International wireless roaming is an ongoing concern for companies that conduct business overseas, especially for those with a large number of frequent travellers.
In a survey conducted by CCMI (Intelligent Telecom Data Solutions), commissioned by Truphone, 40% of the large enterprises surveyed spend over $1 million annually on wireless services. Of these, 68% are managing over 1,000 cell phones.
To control the cost of international roaming, many companies have specific mandates in place, implementing multiple strategies. Measures include reducing or even forbidding the use of international roaming services, having employees swap SIMs in their phones to a local or pre-paid SIM, use of ‘loan phones’ while in other countries, and suggesting the use of Wi-Fi hotspots whenever possible.
However, these measures can cause issues for businesses, which they may not be immediately aware of. For instance, productivity may decrease. When employees cannot make and receive calls, check voice mail and use data services as they do in their home country, communication levels naturally drop and work collaboration takes a hit.

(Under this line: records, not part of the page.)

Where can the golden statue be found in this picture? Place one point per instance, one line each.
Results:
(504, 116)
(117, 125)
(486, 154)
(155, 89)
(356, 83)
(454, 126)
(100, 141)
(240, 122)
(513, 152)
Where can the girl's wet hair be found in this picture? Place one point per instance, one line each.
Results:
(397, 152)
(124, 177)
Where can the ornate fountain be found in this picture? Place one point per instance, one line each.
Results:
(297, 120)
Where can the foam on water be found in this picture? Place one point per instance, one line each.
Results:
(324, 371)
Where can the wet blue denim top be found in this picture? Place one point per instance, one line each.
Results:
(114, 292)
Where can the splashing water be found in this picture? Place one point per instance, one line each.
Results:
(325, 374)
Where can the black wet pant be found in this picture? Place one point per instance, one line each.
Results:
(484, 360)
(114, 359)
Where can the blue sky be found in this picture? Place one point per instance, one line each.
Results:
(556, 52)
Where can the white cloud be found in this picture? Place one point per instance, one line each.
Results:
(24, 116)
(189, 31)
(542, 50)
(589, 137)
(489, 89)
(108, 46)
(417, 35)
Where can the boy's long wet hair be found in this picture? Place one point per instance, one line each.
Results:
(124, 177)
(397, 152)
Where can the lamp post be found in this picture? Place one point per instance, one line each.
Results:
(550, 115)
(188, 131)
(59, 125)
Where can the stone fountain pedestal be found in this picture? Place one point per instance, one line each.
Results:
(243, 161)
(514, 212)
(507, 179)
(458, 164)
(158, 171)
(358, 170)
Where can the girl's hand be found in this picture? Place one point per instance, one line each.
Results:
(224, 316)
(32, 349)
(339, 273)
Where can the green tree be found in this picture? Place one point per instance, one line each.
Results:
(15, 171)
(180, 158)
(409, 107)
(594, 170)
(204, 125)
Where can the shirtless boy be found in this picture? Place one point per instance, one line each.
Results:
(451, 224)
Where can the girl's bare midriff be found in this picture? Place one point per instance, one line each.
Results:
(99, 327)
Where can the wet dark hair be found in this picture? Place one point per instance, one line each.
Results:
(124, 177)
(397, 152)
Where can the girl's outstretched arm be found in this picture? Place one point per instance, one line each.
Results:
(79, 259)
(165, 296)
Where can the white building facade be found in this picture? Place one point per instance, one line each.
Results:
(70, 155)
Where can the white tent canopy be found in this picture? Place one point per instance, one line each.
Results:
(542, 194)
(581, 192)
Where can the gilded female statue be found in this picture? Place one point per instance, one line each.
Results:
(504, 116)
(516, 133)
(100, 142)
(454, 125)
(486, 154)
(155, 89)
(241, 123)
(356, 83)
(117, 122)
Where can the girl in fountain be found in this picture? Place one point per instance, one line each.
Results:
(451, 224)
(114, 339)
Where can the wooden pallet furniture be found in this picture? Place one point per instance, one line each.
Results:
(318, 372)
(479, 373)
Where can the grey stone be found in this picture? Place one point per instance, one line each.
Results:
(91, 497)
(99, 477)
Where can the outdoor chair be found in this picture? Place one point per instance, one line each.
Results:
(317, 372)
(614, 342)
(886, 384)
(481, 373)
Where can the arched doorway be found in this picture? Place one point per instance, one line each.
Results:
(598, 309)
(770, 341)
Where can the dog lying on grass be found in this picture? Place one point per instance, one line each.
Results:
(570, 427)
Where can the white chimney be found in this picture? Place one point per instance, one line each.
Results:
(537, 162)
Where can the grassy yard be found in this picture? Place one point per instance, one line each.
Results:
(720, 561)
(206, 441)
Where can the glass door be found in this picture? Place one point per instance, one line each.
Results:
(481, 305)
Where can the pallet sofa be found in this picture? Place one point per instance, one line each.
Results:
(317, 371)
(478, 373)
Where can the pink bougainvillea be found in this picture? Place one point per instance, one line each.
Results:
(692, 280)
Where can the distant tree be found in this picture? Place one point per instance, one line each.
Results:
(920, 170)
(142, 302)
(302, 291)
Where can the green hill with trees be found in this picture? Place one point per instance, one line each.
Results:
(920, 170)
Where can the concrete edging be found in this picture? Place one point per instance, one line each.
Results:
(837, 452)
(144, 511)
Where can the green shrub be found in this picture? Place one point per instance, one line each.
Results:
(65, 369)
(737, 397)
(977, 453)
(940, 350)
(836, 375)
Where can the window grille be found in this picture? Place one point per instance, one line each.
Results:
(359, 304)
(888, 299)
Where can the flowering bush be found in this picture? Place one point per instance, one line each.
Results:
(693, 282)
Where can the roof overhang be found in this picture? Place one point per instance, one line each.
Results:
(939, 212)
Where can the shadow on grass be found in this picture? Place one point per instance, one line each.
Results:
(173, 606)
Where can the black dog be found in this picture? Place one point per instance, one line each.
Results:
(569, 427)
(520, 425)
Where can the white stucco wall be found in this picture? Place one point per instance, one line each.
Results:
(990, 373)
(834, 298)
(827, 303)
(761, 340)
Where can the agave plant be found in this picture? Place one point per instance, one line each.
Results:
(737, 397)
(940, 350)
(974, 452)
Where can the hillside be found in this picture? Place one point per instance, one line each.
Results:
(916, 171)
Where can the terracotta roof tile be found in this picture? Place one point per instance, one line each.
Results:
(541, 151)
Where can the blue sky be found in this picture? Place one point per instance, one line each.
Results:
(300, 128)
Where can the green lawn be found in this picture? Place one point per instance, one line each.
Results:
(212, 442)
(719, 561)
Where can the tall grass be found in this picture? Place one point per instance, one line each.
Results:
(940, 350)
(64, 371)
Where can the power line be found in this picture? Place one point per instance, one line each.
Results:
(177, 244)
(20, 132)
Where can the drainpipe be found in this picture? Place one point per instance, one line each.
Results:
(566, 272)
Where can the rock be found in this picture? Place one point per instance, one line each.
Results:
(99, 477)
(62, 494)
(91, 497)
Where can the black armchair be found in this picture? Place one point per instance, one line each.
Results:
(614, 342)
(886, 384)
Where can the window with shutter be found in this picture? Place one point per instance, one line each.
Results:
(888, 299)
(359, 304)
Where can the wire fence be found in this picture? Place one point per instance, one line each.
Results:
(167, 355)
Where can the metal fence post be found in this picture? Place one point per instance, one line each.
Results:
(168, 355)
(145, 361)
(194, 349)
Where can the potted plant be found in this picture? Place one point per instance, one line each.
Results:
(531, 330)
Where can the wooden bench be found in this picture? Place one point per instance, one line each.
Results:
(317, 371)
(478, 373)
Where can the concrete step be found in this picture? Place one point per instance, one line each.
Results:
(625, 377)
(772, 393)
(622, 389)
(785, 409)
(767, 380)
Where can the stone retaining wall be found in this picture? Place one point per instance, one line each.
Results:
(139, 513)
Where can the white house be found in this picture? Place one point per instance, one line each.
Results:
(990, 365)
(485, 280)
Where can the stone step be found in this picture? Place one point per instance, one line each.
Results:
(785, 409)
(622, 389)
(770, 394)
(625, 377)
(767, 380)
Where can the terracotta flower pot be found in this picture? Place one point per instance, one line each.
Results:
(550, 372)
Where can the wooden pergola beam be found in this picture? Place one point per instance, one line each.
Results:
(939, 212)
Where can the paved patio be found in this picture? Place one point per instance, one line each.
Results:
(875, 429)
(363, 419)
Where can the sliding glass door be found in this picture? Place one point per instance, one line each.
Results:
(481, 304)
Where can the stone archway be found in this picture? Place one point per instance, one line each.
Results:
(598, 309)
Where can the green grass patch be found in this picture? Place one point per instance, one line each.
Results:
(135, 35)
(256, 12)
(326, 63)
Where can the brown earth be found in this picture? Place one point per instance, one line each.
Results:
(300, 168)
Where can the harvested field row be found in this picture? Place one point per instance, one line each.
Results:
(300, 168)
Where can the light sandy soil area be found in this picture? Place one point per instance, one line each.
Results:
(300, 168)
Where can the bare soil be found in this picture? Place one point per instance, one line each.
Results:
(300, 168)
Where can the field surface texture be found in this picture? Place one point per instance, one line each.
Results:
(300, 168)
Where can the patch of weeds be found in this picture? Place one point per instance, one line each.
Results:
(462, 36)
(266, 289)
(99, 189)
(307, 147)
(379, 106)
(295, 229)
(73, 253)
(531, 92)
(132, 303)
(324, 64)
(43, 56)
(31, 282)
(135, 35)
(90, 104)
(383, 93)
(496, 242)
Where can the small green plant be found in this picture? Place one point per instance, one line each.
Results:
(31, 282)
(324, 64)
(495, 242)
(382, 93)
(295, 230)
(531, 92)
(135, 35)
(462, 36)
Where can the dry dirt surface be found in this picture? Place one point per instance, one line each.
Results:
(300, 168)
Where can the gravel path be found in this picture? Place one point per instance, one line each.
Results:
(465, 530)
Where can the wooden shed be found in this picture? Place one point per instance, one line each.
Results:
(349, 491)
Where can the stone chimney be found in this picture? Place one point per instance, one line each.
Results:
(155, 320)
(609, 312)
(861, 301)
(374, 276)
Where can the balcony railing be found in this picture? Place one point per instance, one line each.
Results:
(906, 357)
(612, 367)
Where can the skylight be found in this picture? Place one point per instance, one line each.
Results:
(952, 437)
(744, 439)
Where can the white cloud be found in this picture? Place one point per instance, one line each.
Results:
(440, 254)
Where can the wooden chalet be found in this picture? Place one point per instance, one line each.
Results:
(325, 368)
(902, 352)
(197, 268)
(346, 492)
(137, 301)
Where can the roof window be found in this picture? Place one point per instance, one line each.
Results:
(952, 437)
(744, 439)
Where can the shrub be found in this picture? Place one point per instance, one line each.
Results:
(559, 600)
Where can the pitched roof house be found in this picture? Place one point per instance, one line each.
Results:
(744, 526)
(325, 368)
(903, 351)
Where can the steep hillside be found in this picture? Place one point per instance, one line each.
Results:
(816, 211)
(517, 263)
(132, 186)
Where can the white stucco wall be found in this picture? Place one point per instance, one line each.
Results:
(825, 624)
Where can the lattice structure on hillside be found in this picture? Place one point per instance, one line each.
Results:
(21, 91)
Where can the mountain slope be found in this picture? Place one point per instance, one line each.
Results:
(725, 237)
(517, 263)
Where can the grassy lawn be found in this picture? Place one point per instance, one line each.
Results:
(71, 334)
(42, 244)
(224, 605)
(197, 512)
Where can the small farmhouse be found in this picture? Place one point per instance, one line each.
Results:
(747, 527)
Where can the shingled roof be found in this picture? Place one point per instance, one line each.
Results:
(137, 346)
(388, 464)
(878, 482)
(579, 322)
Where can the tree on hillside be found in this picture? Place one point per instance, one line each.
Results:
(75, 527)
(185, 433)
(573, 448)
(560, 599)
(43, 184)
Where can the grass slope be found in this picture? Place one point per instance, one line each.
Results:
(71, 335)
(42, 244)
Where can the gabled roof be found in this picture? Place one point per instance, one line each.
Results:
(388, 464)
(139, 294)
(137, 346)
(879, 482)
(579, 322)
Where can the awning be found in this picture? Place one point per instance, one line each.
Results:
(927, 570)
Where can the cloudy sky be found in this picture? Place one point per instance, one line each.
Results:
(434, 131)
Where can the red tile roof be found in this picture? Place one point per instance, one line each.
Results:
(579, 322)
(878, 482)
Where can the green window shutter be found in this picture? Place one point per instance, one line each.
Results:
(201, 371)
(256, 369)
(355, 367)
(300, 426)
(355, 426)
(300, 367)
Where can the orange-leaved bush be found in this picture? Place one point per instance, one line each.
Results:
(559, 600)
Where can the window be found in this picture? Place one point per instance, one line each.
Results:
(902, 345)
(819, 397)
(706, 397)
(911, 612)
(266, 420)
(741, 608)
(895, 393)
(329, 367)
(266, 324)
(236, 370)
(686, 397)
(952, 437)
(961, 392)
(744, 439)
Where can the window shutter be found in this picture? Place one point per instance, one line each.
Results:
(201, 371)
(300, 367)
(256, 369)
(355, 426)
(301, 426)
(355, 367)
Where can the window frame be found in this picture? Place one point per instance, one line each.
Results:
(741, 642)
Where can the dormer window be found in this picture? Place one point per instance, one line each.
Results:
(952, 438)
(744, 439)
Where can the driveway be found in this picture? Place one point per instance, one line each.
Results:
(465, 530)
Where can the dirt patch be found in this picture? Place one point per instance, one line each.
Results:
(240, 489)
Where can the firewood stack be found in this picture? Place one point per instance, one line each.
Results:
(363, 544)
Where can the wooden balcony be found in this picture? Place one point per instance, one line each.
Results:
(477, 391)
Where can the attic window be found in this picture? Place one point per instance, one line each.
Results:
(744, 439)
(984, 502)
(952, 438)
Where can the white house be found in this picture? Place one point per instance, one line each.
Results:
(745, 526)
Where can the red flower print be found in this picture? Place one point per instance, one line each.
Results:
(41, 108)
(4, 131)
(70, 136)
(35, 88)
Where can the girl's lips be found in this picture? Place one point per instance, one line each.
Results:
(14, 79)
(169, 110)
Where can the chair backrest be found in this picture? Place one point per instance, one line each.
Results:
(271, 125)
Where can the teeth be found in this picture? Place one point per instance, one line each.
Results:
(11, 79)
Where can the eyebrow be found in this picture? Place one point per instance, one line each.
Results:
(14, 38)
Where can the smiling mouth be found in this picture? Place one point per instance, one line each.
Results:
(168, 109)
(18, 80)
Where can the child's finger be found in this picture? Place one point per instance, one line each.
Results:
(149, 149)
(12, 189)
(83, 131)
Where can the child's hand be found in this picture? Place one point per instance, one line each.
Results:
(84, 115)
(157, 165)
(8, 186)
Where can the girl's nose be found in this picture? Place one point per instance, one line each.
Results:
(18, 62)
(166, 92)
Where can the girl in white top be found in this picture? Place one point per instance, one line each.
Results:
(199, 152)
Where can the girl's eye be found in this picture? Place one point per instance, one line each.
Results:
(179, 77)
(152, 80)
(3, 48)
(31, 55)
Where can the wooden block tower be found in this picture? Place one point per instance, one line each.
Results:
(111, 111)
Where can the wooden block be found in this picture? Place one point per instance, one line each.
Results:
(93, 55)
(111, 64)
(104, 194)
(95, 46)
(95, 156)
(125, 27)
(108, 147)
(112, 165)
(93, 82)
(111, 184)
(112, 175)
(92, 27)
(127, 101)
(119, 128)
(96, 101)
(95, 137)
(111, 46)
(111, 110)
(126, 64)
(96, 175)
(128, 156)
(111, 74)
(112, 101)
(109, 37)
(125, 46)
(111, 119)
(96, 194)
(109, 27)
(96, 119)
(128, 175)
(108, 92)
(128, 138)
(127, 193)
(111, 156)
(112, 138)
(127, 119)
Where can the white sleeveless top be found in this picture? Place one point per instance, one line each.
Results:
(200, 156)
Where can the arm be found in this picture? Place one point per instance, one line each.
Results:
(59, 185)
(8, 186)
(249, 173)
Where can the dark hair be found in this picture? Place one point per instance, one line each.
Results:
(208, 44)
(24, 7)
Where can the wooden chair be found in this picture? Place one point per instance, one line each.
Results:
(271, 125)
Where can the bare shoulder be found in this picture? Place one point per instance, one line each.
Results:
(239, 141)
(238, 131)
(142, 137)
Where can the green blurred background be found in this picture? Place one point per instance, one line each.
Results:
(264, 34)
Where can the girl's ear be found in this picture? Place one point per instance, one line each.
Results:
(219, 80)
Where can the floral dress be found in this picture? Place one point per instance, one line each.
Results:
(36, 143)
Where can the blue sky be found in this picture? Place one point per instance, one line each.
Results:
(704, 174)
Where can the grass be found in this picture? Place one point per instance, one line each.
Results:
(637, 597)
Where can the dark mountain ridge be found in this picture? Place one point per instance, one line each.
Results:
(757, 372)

Also, using different log-on and network access procedures in other countries can result in security breaches if users are not familiar with the proper procedures to follow.
In addition, when a client cannot reach an employee due to restricted wireless use or SIM switching, business confidence suffers and clients feel neglected or ignored. In the Fortune 1000 study, nearly 25% of respondents cited loss of business from such situations.